This is How to Take the Best Food Photos, According to Food Photographers

This is How to Take the Best Food Photos

Every food lover with an Instagram account dreams of being an amazing food photographer. But unfortunately, more often than not, food photos come out looking more like food fails than scrumptious meals. We can help you with that.

We reached out to a few professional food photographers to find out what techniques can take your food social media posts to the next level.

Food photographers know their stuff.

It’s all about presentation and light

An omelette and breakfast potatoes are always just an omelette and breakfast potatoes until you make them more than that.
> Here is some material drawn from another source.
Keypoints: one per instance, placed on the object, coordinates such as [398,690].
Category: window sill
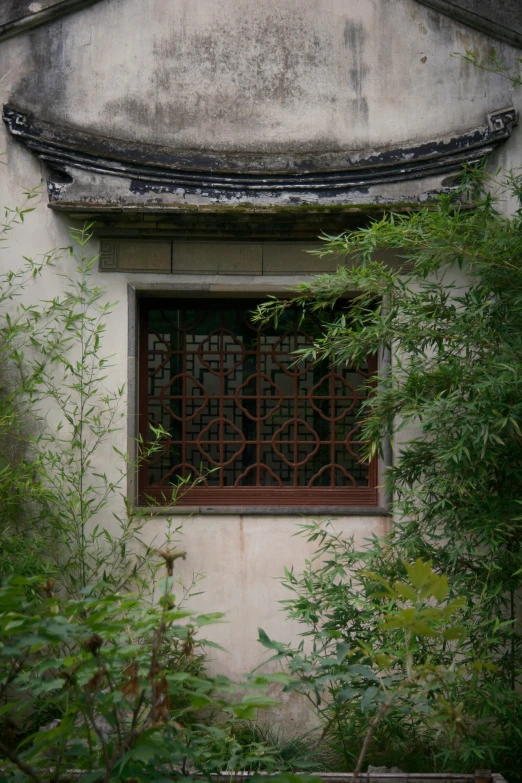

If you don’t get creative with your food presentation, your photos could look flat or worse — boring.

Always re-plate and re-arrange your food so it has interesting design elements and levels to it, Trig Bundgaard, a professional photographer based in Colorado Springs, Colorado, and owner of Trystan Photography, says. Try multiple plating designs and wipe the edges of the plate.

If you have extra food, add a few coats of vegetable oil to it to keep it looking shiny and fresh. “It may sound gross, but our brains think it looks tastier than flat dull foot — think of how quickly a burger can dry out while you shoot. Even breads benefit from a quick thin coat with a bush,” Bundgaard adds.

Also: Remember that food always looks better on smaller dishes. “If you are plating the food yourself, opt for salad plates instead of dinner plates — this way the food feels like the focus instead of getting lost in the scene,” Rachel Ballard, professional food blogger and New York Times bestselling food photographer, says.

And windows are your friend, so, avoid using a flash at all costs. If you have access to a window not in the direct sun, use the outside light to give flat yet dramatic light to your food, Bundgaard says. “Windows that have a sheer curtain to diffuse the light are especially good.”

Food Photographers are cookie posing champs.

Consider upgrading your camera and invest in accessories

If you’re willing to make a camera upgrade, make sure you get to know it and invest in a good lens. It’s fine to shoot in auto mode if you are just learning, Ballard says. But try to move to manual when you can and push yourself.

And a good lens is far and away more important than an ultra fancy camera, Ballard adds. “I do recommend a DSLR, but some amazing pictures are taken with iPhones every day.”

And avoid the kit lens that comes with most DSLR cameras. Buy one that will give you a shallow depth of field.

Ballard explains that the Canon 100mm 1.8 is a great starter lens. It’s just over $100. “And lots of photographers love the 100mm macro lens as well, it’s just a bit more expensive,” she adds.

Bundgaard says that if you are working with a DSLR, use a wide aperture to accent different parts of the dishes through selective focus. “For example, if the entire point of a dish is the seared ahi tuna, it doesn’t matter if the rice in the foreground of the image is out of focus.”

If you don’t have a camera that will allow for shallow depth of field, that’s okay, too. There are inexpensive photo processing software that will allow you to blur additional parts of the image for a similar, but less effective look. Bundgaard recommends Lightroom by Adobe.

Ravi Jolly, co-founder and president of I Heart Keenwah, also recommends investing in a good tripod — one that can take overhead shots. “Overhead (aka top-down) angles are very popular in food photography these days, and having a secure mount for the camera is key on allowing you to compose the shot. A reasonably priced tripod goes on Amazon for around $150,” Jolly says.

Food photographers know how to make pizza look like a $500 meal.

Appeal to people’s senses

The most visually engaging food photos are the ones that appear to be captured mid-scene. Also: Viewers want to connect not only with the finished product, but also with the process of preparing food. “Don’t hold back on using raw ingredients, cooking tools, and even cooking dishes as photo props,” Jolly says.

Food photography’s goal should be to awaken the viewer’s senses. There are a few tricks to do this, Jolly adds. “When shooting chocolate, aim to catch the chocolate when it still retains its glisten. [And] when shooting a hot dish, try to capture its steam. When shooting something creamy, try to capture its airiness.”

And don’t hold back on adding a hand (or two) to your shot. A cropped hand nibbling at a piece of cake, or a hand whisking coconut cream in a mixing bowl is great, Jolly suggests. “A hand adds a more relatable, human element without distracting from the food.”